女人握着扫帚的手被带着往前一送,整个人踉跄了一下,扫帚从她手里脱出去,被他扔在了几米外的柴火堆上。
竹枝散开了,几根断梢落了一地。
女人愣了一下。然后就一屁股坐在了地上,两只手拍着大腿,嚎啕大哭起来。
“我命苦啊!嫁进来没享过一天的福!给这个家当牛做马这么多年!现在还要丢个脑瘫的残疾娃给我养!我一天都活不下去了啊!”她哭得撕心裂肺,声音在院子里回荡,几只鸡被吓得扑棱着翅膀飞开了。她一边哭一边用余光瞟着面前几个人的反应,见没有人上前拉她,哭声又大了几分。
光哭还不够,她紧接着又站起来,跌跌撞撞往院子角落那口井冲过去。
水井是用石头砌的,井沿长满了青苔,井口盖着一块木板。她扑到井边,双手扒着井沿,一条腿已经跨上了井沿的石阶。
温意浓见状,大惊失色,连忙一个箭步冲过去。
刘玉梅和徐姐也连忙冲过去帮忙。两个人拉住女人的胳膊,一个人抱住女人的腰,使劲往后拽。
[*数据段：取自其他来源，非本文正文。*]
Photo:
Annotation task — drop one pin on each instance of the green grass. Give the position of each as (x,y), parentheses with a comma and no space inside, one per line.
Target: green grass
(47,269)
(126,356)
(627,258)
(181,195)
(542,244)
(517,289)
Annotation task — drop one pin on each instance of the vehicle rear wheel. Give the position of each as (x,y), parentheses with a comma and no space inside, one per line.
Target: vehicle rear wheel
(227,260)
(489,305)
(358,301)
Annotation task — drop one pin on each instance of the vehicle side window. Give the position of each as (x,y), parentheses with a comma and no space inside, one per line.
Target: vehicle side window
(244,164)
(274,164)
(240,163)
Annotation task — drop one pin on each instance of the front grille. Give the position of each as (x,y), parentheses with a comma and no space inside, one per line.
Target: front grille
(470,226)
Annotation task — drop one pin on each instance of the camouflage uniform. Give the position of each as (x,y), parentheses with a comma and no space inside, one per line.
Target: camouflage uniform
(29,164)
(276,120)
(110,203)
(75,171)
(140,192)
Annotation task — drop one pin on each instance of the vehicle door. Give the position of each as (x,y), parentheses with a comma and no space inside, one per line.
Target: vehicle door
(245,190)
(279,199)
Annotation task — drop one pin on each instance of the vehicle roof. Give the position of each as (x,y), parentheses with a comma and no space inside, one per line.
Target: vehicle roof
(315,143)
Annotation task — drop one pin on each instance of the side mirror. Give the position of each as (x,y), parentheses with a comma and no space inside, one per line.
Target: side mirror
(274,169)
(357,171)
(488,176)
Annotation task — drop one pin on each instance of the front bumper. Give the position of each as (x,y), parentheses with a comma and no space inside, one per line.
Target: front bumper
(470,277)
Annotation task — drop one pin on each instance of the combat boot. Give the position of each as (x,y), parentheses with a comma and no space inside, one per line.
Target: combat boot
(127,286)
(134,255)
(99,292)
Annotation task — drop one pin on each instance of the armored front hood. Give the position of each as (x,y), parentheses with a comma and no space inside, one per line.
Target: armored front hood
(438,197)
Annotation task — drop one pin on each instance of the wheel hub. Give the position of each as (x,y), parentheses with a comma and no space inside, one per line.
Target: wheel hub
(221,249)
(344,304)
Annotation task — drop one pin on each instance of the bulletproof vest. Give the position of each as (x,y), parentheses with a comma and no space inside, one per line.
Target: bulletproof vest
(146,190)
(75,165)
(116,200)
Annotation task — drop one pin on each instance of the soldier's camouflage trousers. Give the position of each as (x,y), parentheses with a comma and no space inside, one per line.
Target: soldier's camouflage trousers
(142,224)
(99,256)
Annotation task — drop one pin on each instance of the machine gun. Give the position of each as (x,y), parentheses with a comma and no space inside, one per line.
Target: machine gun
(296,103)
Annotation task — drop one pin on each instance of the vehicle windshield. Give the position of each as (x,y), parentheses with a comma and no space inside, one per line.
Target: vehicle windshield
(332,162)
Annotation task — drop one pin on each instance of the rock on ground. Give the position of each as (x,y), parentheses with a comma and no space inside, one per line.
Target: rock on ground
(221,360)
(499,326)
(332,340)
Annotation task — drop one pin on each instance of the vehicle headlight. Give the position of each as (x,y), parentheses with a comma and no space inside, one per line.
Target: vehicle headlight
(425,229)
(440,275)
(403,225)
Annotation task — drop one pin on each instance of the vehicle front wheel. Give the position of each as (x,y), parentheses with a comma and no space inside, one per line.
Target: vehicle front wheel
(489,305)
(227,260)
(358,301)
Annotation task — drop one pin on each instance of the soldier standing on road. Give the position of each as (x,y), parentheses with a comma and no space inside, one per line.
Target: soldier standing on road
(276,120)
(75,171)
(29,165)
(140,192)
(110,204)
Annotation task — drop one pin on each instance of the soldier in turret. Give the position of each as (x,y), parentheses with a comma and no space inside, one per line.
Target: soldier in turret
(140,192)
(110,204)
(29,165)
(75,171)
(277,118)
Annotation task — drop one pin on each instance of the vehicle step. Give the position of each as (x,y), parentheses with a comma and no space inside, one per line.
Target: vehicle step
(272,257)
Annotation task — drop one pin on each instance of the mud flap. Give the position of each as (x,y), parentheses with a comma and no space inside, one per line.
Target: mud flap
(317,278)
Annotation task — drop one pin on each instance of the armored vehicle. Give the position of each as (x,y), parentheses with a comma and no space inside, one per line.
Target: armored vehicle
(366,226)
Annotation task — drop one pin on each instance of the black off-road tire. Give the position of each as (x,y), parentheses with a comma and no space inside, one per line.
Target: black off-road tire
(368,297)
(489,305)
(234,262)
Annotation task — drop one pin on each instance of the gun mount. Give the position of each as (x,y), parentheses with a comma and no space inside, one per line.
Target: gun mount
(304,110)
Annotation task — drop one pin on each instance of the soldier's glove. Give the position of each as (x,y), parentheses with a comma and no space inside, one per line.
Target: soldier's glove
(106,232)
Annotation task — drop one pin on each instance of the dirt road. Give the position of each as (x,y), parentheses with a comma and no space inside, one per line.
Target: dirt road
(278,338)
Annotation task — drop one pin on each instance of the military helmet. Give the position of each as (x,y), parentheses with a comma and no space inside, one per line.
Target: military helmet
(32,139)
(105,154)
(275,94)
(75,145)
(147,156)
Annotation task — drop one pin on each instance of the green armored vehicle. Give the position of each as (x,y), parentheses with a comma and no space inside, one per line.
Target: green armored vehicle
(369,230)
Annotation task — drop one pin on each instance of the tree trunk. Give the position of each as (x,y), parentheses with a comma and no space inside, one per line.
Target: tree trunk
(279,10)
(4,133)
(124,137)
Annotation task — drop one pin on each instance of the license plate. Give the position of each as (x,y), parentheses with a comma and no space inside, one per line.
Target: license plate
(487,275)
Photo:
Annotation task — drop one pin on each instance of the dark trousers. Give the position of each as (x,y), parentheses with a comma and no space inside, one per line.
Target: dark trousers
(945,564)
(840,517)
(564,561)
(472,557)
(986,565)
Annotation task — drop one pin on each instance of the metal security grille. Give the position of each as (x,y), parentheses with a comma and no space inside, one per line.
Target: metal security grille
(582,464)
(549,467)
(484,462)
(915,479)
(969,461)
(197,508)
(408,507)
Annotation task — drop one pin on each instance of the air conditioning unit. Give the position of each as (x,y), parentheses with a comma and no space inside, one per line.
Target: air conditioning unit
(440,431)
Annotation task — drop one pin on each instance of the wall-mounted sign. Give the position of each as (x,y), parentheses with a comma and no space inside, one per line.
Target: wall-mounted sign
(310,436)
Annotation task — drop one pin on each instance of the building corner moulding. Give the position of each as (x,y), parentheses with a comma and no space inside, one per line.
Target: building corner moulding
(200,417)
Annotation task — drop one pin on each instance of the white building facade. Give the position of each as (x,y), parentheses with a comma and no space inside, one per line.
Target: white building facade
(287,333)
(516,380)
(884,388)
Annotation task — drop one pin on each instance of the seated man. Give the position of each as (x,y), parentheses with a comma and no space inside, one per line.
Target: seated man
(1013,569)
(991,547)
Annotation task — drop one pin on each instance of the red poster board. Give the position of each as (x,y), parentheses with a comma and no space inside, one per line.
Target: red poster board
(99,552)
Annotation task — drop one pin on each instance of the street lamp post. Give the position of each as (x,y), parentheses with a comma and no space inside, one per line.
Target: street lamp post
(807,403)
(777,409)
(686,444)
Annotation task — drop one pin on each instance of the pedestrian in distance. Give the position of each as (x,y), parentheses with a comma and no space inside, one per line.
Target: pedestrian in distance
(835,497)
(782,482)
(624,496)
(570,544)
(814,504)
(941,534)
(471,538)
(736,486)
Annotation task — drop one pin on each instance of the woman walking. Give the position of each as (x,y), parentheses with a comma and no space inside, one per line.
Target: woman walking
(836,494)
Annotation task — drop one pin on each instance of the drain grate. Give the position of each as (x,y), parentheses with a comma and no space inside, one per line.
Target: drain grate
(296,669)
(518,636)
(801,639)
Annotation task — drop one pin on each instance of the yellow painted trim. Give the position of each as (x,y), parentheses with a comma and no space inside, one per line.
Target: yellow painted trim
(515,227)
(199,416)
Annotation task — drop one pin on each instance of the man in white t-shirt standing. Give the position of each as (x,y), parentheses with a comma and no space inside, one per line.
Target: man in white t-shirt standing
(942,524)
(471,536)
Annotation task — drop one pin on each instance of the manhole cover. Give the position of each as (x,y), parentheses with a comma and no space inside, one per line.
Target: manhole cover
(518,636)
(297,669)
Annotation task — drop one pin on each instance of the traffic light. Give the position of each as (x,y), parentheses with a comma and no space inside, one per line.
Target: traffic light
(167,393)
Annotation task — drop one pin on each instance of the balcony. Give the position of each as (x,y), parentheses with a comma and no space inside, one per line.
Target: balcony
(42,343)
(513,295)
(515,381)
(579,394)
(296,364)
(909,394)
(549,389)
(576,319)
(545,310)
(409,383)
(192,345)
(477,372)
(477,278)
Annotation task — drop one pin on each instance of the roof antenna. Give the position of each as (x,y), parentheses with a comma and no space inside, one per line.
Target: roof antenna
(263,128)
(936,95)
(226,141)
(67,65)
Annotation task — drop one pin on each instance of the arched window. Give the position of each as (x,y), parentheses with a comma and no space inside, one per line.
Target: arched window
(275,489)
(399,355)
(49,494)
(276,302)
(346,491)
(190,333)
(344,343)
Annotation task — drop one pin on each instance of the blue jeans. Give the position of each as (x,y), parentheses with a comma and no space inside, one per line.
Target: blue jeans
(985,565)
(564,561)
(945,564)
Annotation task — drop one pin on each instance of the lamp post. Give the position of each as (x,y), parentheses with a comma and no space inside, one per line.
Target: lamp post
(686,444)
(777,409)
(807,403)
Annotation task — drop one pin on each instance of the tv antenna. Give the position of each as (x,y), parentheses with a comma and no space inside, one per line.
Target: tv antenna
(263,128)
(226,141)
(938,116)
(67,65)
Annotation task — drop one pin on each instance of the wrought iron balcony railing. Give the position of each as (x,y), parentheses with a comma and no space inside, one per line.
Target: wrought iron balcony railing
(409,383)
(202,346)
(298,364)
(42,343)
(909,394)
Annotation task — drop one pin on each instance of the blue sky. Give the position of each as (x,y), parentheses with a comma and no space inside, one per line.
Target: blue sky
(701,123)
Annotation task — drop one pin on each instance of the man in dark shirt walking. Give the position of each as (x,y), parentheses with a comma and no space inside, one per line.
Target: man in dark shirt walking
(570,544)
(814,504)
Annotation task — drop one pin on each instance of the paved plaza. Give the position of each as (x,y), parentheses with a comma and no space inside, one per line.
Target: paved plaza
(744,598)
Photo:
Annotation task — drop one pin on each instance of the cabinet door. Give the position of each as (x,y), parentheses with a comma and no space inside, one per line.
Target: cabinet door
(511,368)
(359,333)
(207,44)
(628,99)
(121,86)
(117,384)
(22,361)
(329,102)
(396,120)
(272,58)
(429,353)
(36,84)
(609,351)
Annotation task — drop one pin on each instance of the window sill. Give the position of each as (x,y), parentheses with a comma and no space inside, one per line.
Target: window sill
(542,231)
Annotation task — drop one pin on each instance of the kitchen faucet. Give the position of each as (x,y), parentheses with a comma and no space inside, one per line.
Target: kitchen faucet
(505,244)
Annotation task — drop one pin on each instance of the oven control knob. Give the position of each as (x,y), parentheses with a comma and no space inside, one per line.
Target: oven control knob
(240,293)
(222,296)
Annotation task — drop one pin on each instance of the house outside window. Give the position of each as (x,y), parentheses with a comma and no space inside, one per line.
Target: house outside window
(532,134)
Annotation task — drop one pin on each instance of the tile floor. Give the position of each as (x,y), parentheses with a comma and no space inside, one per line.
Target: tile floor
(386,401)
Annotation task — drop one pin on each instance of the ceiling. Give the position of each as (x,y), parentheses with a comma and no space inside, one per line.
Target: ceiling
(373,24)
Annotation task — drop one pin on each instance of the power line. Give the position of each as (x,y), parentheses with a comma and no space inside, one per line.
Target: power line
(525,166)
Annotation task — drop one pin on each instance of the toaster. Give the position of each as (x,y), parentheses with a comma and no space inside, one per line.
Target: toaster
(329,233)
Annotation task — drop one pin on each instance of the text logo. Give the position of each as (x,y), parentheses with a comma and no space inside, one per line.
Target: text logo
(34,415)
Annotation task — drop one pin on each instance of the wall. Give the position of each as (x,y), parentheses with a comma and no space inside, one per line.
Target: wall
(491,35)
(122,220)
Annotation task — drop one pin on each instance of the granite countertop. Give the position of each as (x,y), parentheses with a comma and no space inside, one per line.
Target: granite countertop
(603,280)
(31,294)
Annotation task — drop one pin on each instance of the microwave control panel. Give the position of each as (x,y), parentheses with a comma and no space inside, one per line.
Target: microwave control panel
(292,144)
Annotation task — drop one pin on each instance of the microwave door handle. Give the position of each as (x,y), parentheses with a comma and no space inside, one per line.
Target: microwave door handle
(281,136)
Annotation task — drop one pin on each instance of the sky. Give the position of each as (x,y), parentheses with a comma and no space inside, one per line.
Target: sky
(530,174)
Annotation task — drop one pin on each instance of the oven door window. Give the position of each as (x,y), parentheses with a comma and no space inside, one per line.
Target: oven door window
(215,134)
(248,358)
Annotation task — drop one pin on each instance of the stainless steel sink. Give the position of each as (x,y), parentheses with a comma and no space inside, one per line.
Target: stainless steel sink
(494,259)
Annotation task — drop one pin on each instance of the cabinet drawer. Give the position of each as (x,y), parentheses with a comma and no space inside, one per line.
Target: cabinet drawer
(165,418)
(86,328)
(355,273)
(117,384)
然而,依香舅妈的力气大得惊人,常年干农活练出来的臂力,不是几个坐办公室的城市女性能比的。
只一眨眼,温意浓便感觉怀里的身体脱离了掌控。
依香舅妈的身体往前倾,一只脚已经踩上井沿,与此同时,温意浓的鞋底在泥地上打了个滑,也被拽着往前拖出半步。
“依香舅妈!有话好好说!”刘玉梅高声劝道。
“……”温意浓心急如焚,回头,看向身后的男人。
莫少商站在原地,冷眼旁观,面无表情。
温意浓蹙眉,压低声说:“……你别在那儿看着,快过来帮忙呀。”
“让她跳。”莫少商淡淡地说。
几个拉拽女人的人同时怔住。
她们面面相觑,都从彼此眼底看见了困惑和不解。
连那个嚷着要跳井的女人都僵住了。她的一条腿还跨在井沿上,身体维持着一个半上不下的姿势,脸上的表情从撕心裂肺的哭号,变成了一丝尴尬而不知所措的茫然。
“不是要跳井么。”莫少商的语气冷漠,没有丝毫的起伏与人情味,“跳。”
“……”温意浓看着莫少商。
男人蓝黑色的眼睛里没有情绪,但她从那双眼睛的深处读出了什么。须臾,她松开手,退后了半步。
刘玉梅和徐姐看了她一眼,略迟疑,接着也松开了手。
果然。
见没人拦自己了,前一秒还奋力挣扎、又哭又叫吵着要跳井的女人瞬间消停下来。她将跨在井沿上的腿收回来,拍了拍裤腿上的灰,理了理被扯歪的衣领,悻悻地站定了。
温意浓看着这一幕,只觉啼笑皆非,百感交集。
她叹了口气,从石阶上拿起那个被摔裂的相框,用袖子将玻璃表面的灰擦干净,走到女人面前,递过去。
“依香舅妈,我不知道你为什么把这个相框扔在柴火堆里。”她平静地说,“但是这张照片,是依香唯一的念想,也许也是支撑她活下去的最后一点力量。我请你不要轻易把它从孩子身边夺走。”
女人的嘴唇动了一下,没有出声。
温意浓拉起她的手,将相框塞进她掌心里,注视着她,续道:“我知道,照顾一个脑瘫孩子是件很不容易的事。也知道,这些年你辛苦了。你真的很不容易。”
女人的眸光突地一跳。
她抬起头,定定望向面前这个年轻美丽的女老师,眼神里有太多东西交织在一起:讶异,防备,还有一种难以用语言具体描述的动容。
这个京海来的女老师,说什么?
说,她辛苦了?说。她不容易?
依香舅妈忽然感到有些恍惚。
依香在她家里住了快三年,三年来,所有人都说她刻薄、尖酸,说她在虐待这个残疾孩子。
寨子里的人在她背后指指点点,村干部见了她,鼻子不是鼻子脸不是脸,连她自己的男人都觉得她做得太过。
谁知道她的不易和心酸?
她和这个孩子非亲非故,没有任何血缘关系,她却是整个家庭里唯一一个真正身体力行尽到抚养依香义务的人。
寨子里的村干部、寨子里的那些人,除了站在道德的制高点对她指指点点,真正为依香做过什么?他们凭什么指责她?凭什么在人前人后说三道四?
想到这里,依香舅妈的眼眶忽然泛起一丝红。不仅是委屈,也不仅是感动,更像是一种比委屈和感动更复杂千百倍的情绪。